Bounce

is an excellent book by Matthew Syed, subtitled The myth of talent and the power of practice (isbn 978-0-00-73505404). As usual I'm going to quote from a few pages:
Ericsson also found that there were no exceptions to this pattern: nobody who had reached the elite group without copious practice, and nobody who had worked their socks off but failed to excel.
It is the quality and quantity of practice, not genes, that is driving progress.
The ascendency of the mental and the acquired over the physical and the innate has been confirmed again and again.
My dad never asked me to play golf. I asked him. [Tiger Woods]
Child prodigies do not have unusual genes; they have unusual upbringings.
Top skaters fall over more during their practice sessions.
But while the adaptability of the human body is impressive, it is the plasticity of the brain that has astonished researchers.
If you don't know what you are doing wrong, you can never know what you are doing right.
These were some of the clearest findings I've ever seen.

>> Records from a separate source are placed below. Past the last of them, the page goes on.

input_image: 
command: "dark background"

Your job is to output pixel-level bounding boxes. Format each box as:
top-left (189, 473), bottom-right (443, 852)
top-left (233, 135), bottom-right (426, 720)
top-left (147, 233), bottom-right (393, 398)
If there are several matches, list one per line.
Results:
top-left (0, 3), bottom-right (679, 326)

Praising children's intelligence harms their motivation, and it harms their performance. [Carol Dweck]
Lowering standards just leads to poorly educated students who feel entitled to easy work and lavish praise. [Carol Dweck]
Many of the contemporaries of Galileo (inventor of the modern telescope) really did think there was something morally dubious about the telescope; that it was taking humanity beyond the powers expressly sanctioned by God.